Ubuntu 10.10 breaks with the past on a number of fronts. Beyond its debut date on a Sunday–a contrast to Canonical’s tradition of pushing out new releases on Thursdays, and usually a bit closer to the end of the month–notable changes in Maverick include:
- An enhanced look for the desktop edition, which represents a refinement of the radically new theme introduced with Ubuntu 10.04 last April. Maverick keeps the same color palette, but features classier fonts and a wider selection of wallpaper built in. Of course, many users may not pay much attention to updates in the appearance department, since Ubuntu’s look can be customized to infinity by anyone who doesn’t like the defaults.
- New Ubuntu One features, which help set the Ubuntu One client apart from services like Dropbox by emphasizing the former’s potential to support a “personal cloud,” as Canonical is calling it, rather than serving merely as a data-synchronization tool.
- Updates to Ubuntu Server’s cloud tools, which Canonical no doubt hopes will help Ubuntu Server Edition to compete against enterprise-oriented Linux distributions like Red Hat and Novell’s SUSE.
- Unity, a version of Ubuntu customized for netbooks and other highly portable devices, has become the default interface for Ubuntu Netbook Edition. While Canonical’s Steve George told me to expect Unity to continue evolving in significant ways beyond Maverick, I liked what I saw when I tested Unity last month and look forward to what the future will hold.

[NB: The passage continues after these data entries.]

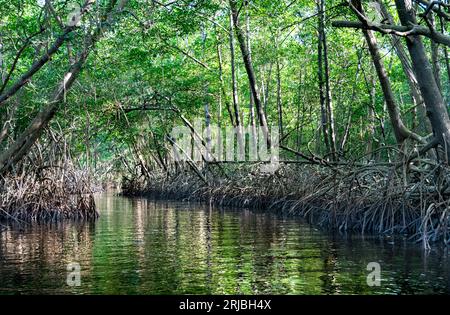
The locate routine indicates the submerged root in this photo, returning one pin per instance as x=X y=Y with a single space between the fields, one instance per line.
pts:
x=412 y=200
x=50 y=194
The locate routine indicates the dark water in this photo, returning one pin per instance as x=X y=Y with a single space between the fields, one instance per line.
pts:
x=140 y=246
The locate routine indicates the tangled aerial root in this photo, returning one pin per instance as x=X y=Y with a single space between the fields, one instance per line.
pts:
x=47 y=193
x=376 y=198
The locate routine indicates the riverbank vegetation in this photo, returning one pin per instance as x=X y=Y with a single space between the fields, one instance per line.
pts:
x=358 y=92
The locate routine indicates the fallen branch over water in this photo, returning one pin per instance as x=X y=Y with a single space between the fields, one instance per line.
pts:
x=375 y=198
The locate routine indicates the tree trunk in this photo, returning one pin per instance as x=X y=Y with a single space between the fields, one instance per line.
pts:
x=400 y=131
x=436 y=109
x=328 y=98
x=320 y=74
x=424 y=124
x=249 y=69
x=28 y=137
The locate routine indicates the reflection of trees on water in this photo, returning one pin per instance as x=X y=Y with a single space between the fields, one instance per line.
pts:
x=35 y=258
x=142 y=246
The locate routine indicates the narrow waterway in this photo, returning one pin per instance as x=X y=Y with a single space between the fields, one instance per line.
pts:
x=141 y=246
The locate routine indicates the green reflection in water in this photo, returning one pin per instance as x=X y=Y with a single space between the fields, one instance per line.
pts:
x=139 y=246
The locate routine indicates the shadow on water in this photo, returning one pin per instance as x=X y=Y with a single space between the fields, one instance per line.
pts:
x=140 y=246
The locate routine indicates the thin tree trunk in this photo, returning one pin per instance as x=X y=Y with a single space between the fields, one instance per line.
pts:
x=329 y=103
x=237 y=118
x=320 y=73
x=222 y=85
x=279 y=100
x=435 y=57
x=400 y=131
x=249 y=69
x=28 y=137
x=436 y=109
x=424 y=124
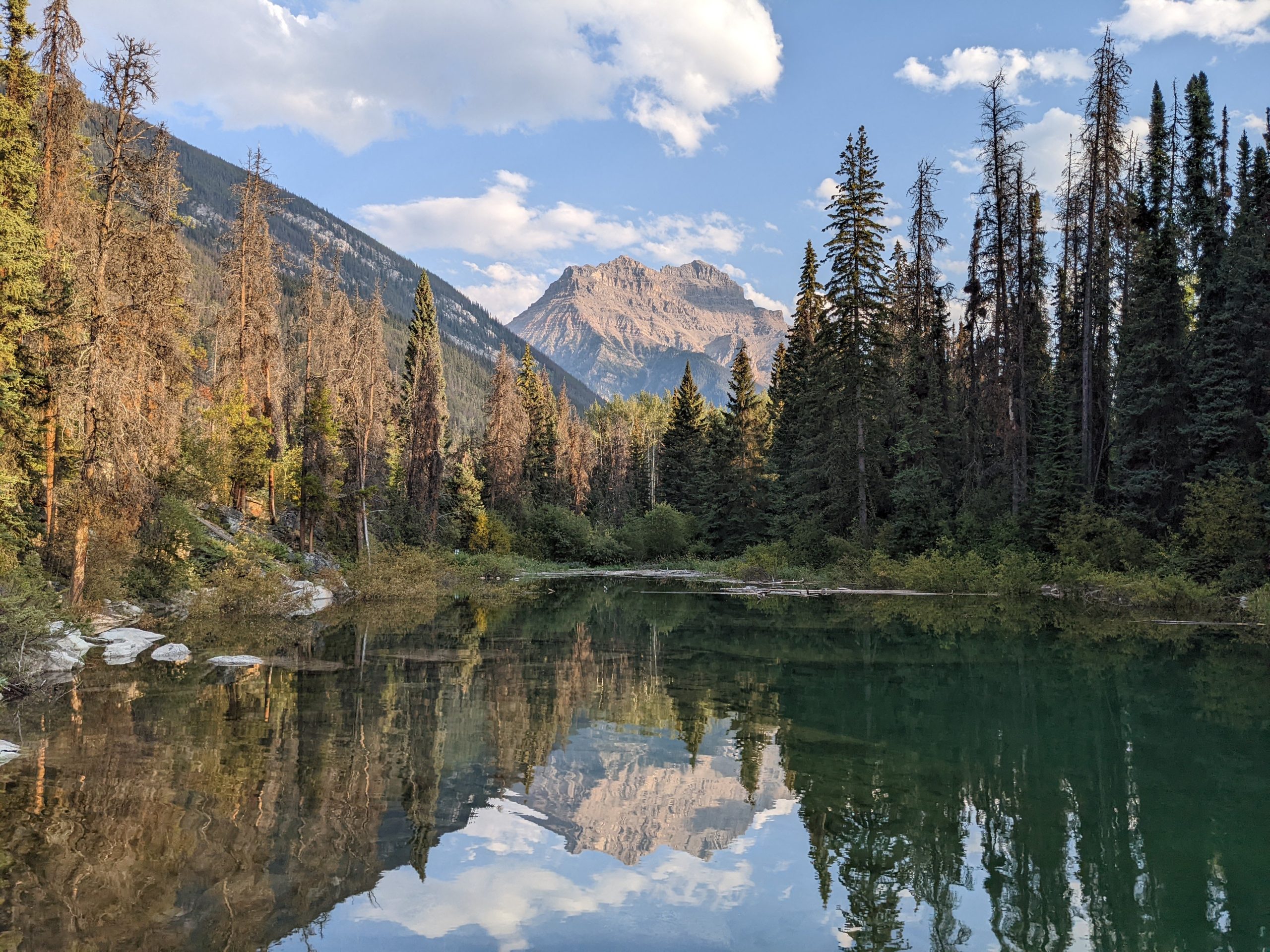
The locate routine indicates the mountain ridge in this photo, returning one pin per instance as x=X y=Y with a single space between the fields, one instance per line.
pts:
x=623 y=327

This list isn’t comprehensive, of course–there are a number of smaller changes that complement the major ones outlined above.
Will Maverick be the “perfect 10.10” that Ubuntu founder Mark Shuttleworth envisions? That’s not a question we can answer, since perfection is in the eye of the beholder. But whether you use on Ubuntu on a desktop, netbook, server or all three, let us know if you check out Ubuntu 10.10.